The first gent is a square solid type with a shiny suit and hard-boiled eyes. He shows us a badge. “The game’s up, boys,” he smirks. “You fixed your last race.”

“We fixed nothin’,” Nifty says with real indignation.

“Sure, sure,” the cop says and puts the gun away. “We know all about it.” He winks at the other one. “Which one of you big brains has got the dime store ring?”

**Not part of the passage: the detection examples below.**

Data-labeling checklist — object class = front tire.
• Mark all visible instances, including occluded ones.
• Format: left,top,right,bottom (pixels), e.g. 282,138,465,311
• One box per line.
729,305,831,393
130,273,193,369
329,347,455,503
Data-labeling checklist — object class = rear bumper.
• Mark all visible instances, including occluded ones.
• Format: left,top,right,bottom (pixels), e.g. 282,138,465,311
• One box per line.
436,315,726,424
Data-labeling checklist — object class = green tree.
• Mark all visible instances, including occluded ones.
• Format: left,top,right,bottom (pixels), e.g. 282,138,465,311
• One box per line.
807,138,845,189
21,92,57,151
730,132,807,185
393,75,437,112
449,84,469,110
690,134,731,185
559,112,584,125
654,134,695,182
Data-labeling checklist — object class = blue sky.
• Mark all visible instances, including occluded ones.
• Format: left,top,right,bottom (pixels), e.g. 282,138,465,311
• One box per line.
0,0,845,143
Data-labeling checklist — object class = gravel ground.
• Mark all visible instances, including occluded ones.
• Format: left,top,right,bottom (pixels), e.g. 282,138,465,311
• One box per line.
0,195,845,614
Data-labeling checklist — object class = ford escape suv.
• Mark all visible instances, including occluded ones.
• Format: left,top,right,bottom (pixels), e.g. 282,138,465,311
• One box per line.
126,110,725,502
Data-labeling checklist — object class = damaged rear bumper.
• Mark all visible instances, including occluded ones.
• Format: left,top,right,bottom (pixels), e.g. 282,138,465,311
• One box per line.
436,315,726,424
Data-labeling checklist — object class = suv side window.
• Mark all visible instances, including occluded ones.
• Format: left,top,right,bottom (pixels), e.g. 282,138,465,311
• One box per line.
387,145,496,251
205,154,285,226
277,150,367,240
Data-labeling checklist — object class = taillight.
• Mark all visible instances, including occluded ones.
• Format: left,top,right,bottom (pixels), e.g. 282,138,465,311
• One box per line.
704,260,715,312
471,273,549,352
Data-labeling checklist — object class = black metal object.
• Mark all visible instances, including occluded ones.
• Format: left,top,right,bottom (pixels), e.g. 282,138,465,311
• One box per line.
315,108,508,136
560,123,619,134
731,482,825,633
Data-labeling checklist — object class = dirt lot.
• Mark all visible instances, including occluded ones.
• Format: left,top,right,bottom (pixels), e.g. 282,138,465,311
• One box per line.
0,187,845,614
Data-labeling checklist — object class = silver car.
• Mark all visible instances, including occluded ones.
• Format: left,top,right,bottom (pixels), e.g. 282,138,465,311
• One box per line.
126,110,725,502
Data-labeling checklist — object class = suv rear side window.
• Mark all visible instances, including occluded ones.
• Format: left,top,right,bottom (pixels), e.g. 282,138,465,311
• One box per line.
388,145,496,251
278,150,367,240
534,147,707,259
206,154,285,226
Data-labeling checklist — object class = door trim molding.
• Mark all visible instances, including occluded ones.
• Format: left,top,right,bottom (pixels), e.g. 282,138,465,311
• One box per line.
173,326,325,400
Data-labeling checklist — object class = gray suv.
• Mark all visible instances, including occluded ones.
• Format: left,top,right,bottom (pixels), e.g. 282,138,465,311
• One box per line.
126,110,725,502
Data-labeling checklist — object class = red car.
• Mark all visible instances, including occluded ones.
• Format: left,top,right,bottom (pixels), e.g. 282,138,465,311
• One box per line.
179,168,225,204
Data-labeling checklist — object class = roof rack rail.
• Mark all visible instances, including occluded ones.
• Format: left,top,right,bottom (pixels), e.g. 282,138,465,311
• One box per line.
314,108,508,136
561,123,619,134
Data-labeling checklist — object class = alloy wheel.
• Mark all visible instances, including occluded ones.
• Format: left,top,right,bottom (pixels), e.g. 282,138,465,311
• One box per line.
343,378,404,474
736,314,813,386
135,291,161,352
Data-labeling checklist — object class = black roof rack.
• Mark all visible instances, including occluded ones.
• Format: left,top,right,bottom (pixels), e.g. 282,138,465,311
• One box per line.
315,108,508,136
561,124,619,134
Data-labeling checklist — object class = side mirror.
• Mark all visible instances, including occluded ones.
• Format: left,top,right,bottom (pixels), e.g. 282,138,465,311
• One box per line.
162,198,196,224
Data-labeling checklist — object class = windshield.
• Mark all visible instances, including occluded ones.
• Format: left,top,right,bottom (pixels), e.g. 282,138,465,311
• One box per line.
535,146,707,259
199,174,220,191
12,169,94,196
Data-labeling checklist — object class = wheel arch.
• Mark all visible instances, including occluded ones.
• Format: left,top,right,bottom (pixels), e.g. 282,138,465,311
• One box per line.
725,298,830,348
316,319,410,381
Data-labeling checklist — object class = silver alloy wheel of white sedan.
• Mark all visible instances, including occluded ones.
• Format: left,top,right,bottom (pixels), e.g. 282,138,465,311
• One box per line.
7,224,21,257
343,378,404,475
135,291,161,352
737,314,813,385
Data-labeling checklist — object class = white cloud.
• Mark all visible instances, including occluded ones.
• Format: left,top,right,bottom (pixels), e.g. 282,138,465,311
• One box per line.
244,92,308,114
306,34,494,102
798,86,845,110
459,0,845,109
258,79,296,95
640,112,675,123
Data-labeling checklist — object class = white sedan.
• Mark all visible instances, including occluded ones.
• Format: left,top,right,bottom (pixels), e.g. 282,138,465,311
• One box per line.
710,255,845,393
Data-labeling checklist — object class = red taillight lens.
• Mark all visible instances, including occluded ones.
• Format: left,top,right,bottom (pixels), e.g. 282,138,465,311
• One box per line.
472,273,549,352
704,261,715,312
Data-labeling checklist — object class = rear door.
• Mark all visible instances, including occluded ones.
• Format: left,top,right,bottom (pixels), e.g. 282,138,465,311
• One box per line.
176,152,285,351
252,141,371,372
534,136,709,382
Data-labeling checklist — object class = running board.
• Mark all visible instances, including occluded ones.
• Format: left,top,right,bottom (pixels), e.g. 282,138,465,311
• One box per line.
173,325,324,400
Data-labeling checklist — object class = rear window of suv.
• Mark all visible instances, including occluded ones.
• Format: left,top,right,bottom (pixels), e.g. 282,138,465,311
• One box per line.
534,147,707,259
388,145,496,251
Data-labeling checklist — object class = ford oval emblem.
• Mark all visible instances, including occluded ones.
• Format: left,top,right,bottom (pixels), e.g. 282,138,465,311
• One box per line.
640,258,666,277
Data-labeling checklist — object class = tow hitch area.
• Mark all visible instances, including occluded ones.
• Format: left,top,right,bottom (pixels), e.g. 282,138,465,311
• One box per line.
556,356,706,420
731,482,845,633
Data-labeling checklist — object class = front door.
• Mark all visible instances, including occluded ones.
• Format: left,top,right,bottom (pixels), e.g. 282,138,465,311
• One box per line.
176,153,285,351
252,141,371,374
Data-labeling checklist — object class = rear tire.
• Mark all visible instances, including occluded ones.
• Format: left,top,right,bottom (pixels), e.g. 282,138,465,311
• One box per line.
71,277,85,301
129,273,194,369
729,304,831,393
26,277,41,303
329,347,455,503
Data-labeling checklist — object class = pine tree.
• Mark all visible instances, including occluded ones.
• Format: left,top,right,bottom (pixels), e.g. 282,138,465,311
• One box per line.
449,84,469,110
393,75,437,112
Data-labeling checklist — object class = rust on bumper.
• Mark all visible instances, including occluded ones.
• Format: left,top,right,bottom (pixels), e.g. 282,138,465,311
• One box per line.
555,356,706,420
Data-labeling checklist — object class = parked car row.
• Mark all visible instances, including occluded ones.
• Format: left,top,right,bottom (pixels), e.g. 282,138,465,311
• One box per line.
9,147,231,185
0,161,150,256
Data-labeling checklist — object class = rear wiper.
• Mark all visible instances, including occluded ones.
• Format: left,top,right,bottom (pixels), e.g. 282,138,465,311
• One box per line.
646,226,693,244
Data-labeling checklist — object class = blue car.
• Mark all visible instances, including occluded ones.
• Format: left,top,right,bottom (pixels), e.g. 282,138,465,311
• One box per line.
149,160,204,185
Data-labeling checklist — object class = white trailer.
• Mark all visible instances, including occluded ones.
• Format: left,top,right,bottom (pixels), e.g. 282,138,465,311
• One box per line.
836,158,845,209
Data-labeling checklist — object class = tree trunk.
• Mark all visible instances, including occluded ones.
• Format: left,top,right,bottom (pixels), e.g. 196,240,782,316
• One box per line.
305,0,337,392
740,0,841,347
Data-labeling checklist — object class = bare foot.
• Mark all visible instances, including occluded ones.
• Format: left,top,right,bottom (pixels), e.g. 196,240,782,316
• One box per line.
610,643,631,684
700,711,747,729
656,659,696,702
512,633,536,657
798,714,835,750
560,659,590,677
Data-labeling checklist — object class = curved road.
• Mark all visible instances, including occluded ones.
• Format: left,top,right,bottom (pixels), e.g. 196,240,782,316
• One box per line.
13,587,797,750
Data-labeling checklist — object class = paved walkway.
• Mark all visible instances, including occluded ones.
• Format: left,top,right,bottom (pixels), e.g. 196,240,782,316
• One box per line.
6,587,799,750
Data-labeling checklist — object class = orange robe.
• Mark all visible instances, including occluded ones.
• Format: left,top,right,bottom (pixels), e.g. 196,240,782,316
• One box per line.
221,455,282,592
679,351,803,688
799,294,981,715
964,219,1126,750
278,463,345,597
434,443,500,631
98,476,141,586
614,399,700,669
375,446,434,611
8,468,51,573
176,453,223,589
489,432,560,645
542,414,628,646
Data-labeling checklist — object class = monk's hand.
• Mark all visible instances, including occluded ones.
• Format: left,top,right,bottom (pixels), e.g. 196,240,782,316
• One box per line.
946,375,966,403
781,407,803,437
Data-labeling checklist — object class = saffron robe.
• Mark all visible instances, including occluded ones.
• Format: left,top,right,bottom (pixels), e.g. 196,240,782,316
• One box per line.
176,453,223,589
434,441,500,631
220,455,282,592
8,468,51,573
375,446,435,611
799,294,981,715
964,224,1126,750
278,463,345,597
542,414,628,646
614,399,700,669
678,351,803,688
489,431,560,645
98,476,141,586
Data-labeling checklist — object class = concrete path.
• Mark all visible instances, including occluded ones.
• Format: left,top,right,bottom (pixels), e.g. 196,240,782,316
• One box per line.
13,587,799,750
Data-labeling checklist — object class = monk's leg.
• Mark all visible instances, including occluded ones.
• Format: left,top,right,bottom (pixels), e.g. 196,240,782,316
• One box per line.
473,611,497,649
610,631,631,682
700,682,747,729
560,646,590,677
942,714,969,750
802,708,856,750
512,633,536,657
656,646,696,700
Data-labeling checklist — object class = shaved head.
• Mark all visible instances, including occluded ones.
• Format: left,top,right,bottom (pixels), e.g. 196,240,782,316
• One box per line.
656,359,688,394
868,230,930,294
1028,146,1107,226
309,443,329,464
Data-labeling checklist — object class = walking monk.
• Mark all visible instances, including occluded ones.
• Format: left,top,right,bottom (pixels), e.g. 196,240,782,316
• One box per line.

Nifty sags a little and the cop frisks me and finds the ring box in two seconds flat. “You’re the guys, all right.” He tosses the box in the wastebasket. Then he goes over me again, real thorough. He frowns at me, then he frisks Nifty. The other cop puts the phone down and comes over to give his pal a hand.

“Where’s the dough?” the second cop says.

“What dough?” Nifty is looking at me in a funny way.

“Come on, we got a sure tip,” the first cop says kind of annoyed. “You guys fixed that sixty-to-one longshot today, and now it’s payoff time. Make it easy on yourselves. Where’s the dough?”

“You sure got us wrong. We ain’t got no dough,” Nifty says, still looking at me.

The two cops go to work. They make us strip, and even rip apart our shoes. But they don’t find the five C-notes, and they ain’t too happy about it.

Nifty tells them about Loopy and the ring like it’s all a gag, and finally his shill face gets to them. I can see they are beginning to believe him.

They keep us there two hours but finally they give up. When they leave we are trying to get dressed again.

“That’s what it was,” I say. “Loopy give us a come-on with that ring box malarkey. That wasn’t what we were deliverin’ — it was the five hunnerd bucks. And we were deliverin’ the dough to them cops.”

“Whaddaya mean, deliverin’ the dough to the cops?”

“We didn’t fix no race, huh? Loopy fixed it. He figured to pay off his protection and get us run out of the state at the same time.”

“Pretty slick,” Nifty says. He gives me a hard stare. “Only where’s the dough?”

“You sound like a cop,” I tell him. I go over to the wastebasket. “Last night I put it in this here box.”